私には、今年で92歳を迎える祖母がいる。
足腰に加えて、視力、聴力ともに歳相応に弱ってきており、現在は介護施設で車椅子の生活を送っているが、頭の回転だけは未だキレキレという健在ぶりである。
祖母は戦前の生まれであるが、学生時代には音楽学校でバイオリンを専攻していたような、当時から時代のすこし先を行っている女性であった。そんな青春時代を過ごしていたからなのか、祖母からは奔放で自由で明るい未来の女性のオーラが漂っている。
そんな祖母がまだ台所に立って料理をしていた頃。30年くらい前だろうか。祖母は天ぷらをよく揚げた。祖母の揚げる天ぷらは格別に美味しかったのを覚えている。
まだ幼い私が油の周りでチョロチョロしていては危ないと思っていたのだろう。天ぷらを揚げるとき、祖母は決まって台所の引き戸をガラリと閉めながら「いいわよ、と言うまでは絶対に入ってきちゃあダメよ」と言った。

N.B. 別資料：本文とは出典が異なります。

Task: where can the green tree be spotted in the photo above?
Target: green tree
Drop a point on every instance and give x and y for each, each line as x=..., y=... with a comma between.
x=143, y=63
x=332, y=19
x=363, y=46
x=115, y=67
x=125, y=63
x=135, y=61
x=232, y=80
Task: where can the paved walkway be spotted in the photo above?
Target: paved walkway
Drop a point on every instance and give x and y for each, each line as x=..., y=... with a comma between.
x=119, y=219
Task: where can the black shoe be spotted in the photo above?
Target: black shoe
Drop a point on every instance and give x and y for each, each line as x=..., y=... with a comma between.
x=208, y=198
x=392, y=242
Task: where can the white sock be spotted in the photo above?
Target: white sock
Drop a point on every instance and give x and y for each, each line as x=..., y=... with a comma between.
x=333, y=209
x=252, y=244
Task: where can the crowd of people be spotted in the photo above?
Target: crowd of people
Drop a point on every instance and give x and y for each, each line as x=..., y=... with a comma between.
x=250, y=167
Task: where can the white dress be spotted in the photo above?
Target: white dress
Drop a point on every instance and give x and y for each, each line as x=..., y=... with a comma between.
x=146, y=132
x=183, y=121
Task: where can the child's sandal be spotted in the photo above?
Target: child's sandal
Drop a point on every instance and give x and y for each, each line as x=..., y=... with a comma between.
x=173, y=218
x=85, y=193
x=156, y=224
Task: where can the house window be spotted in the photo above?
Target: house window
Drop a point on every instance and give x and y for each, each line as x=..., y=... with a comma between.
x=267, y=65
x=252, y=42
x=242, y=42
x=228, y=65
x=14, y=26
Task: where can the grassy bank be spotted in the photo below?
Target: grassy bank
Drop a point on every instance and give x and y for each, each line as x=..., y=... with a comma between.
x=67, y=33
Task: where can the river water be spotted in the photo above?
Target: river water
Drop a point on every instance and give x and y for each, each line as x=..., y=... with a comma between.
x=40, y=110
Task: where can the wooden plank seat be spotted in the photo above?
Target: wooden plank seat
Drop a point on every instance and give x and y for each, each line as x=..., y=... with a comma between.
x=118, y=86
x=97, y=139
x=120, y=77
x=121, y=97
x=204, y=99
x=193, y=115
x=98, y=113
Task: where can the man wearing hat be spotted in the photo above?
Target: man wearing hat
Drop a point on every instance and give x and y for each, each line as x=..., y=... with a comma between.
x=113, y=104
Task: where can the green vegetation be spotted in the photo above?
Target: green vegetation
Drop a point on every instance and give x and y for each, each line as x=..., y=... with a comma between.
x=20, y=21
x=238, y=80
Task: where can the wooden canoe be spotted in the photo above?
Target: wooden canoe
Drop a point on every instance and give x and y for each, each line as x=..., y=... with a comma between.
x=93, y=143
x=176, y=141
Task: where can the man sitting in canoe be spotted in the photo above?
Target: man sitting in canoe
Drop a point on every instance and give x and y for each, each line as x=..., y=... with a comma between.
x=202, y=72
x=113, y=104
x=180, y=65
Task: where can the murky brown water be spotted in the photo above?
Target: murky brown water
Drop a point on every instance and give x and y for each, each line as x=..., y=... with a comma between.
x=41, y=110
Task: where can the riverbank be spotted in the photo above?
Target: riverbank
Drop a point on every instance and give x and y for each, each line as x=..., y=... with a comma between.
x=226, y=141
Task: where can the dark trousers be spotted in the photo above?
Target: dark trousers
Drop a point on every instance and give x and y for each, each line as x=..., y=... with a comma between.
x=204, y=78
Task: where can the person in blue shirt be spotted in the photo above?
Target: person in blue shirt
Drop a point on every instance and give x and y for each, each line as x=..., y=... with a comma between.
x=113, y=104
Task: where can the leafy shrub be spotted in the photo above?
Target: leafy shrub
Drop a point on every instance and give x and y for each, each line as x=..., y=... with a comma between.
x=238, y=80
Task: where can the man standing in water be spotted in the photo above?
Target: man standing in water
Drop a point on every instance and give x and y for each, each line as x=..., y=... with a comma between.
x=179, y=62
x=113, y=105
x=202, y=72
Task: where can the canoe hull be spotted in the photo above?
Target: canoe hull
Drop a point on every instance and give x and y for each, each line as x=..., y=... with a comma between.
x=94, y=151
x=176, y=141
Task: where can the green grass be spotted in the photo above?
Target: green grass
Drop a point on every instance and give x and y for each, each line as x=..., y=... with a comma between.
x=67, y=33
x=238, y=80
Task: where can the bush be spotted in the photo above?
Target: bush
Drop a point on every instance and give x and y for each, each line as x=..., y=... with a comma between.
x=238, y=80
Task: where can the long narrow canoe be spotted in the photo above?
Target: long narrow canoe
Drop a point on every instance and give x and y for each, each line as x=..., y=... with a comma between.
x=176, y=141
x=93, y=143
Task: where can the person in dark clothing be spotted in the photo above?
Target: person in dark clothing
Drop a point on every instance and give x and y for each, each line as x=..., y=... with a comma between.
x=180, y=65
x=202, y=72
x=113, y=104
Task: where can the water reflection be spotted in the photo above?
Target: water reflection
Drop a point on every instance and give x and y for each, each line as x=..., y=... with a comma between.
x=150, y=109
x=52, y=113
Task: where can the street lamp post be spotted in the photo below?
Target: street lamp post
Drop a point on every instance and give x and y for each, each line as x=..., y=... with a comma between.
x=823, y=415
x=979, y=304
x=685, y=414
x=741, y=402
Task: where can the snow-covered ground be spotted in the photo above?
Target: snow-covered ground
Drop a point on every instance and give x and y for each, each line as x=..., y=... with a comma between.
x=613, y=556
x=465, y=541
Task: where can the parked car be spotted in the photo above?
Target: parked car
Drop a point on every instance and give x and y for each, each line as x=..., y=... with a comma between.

幼い私は、それを聞いていつも昔話の『鶴の恩返し』を思った。もし、もしもほんの出来心でこの扉を開けて中を覗いてしまったら、天ぷらを揚げている祖母はどこかへ飛んで行ってしまうのではないか。そんな気がして、けっして中を覗くことをしなかった。
祖母があまりに未来を生きているような女性だったから、未来に帰ってしまうようで怖かったのかもしれない。
介護施設で車椅子生活を送るようになってからも、祖母はまったく灰色がかっていない、向こうの景色まで透けてしまいそうな白銀のショートヘアに、いつもブラシをかけている。毎日フェイスクリームを首からデコルテまで丁寧に塗る。およそ戦前の生まれとは思えないほど肌に皺やシミがなく、髪の色と相まって真っ白に輝いている。人が訪ねてくると、必ず「ちょっと待っていて頂戴」と言って身だしなみを整え、スカーフを巻き、指輪を付ける。幾つになっても祖母は「女性」である。
そして私たち家族の抱える様々な問題に、いつもずばり核心を突いた意見を堂々と述べる。私たちは祖母の意見のあまりの鋭さに、ギクリとしながら「巫女のようだ」などと半ば冗談で言っている。
私はそんな祖母を、天ぷらを揚げていた頃の幼い記憶と重ねてしまう。本当に祖母は未来からやって来た女性なのかもしれない、と。
このところ体調を崩すことが増え、実家から連絡が来るたびに冷や冷やしてしまう。もしかしたらそう遠くないうちにお別れの時が来てしまうのかもしれない。
でも、私はきっと悲しくなんてならない。未来に帰っていく祖母を追いかけるのだ。奔放に自由に明るく周りを照らしながら、祖母のような女性になれるように全力で追いかけて生きていく。だから私はきっとたくさん泣いてしまうけれど、祖母と別れても悲しくなんてないのだ。